As long as you see it as just a payment network, or a financial protocol you will have trouble seeing it's true potential. It is a protocol that enables digital scarcity in a decentralized manner without the need for trust. It allows for hard promises. After a few blocks a transaction is effectively irreversible. So it has to be extremely expensive to 'overwrite history'. I mean overwhelmingly expensive. It's a feature, not a bug.
Will this scale to the entire population. Of course not! Nobody is saying it will not change and evolve. The current implementation is great for a settlement layer while the LN would be used as a payment network.
We have been running out of IPv4 addresses for the last 30+ years, but things still work. People have been hard at work and incrementally IP was able to handle more and more devices (Address Classes, Classless Inter-Domain Routing, NAT, ...).
You praise the blockchain technology in general

Bitcoin doesn't equal the blockchain technology. I see that the blockchain technology isn't dependent on bitcoin and bitcoin value isn't guaranteed by the blockchain technology.
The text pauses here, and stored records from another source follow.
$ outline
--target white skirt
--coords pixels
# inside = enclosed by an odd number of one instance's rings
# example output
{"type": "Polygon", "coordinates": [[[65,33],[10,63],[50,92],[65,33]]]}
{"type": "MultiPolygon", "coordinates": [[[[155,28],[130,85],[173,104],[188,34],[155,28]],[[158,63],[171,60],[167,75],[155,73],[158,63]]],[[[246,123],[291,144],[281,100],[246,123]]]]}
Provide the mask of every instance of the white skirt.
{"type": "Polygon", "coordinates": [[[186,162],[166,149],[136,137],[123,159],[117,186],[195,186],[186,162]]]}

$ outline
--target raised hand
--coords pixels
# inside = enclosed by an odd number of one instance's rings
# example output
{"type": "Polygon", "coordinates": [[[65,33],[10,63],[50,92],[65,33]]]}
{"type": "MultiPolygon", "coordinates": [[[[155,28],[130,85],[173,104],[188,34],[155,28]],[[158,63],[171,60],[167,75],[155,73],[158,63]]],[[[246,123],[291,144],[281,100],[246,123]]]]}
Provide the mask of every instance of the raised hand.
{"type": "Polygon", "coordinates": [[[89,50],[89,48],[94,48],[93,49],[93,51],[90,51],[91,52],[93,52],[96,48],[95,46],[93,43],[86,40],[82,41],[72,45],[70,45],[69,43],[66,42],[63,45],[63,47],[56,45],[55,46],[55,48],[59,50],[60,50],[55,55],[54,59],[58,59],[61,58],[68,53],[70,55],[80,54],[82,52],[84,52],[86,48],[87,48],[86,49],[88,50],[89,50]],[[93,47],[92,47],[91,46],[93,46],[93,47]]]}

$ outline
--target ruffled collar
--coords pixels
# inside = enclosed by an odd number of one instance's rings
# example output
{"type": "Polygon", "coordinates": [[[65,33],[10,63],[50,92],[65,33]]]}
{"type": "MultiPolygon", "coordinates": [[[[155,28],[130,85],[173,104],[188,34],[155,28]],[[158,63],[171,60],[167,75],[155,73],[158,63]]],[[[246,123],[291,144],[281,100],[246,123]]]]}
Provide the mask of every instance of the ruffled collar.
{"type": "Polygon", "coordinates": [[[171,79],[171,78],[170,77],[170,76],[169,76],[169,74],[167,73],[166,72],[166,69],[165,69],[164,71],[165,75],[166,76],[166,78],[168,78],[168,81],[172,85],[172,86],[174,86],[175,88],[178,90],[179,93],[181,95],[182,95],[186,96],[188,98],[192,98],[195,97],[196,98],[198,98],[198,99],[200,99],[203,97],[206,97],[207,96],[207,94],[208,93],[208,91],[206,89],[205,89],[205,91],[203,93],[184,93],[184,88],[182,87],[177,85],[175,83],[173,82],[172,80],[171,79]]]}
I think that you are bringing forward first mover advantage with the e-mail comparison. That the e-mail protocols mostly remained the same and this will probably make bitcoin remain dominant also.
I think e-mail can't be compared because of the simple nature of the problem they were solving. You can't exactly re-invent something as simplistic as a wheel. This new field of cryptos or financial protocols are a lot more complex and can improved a lot by re-inventive improvement. We have seen radical development with new generation cryptos in terms of speed, costs and practical usability.
@Jacques_Bittard please post your BTC address.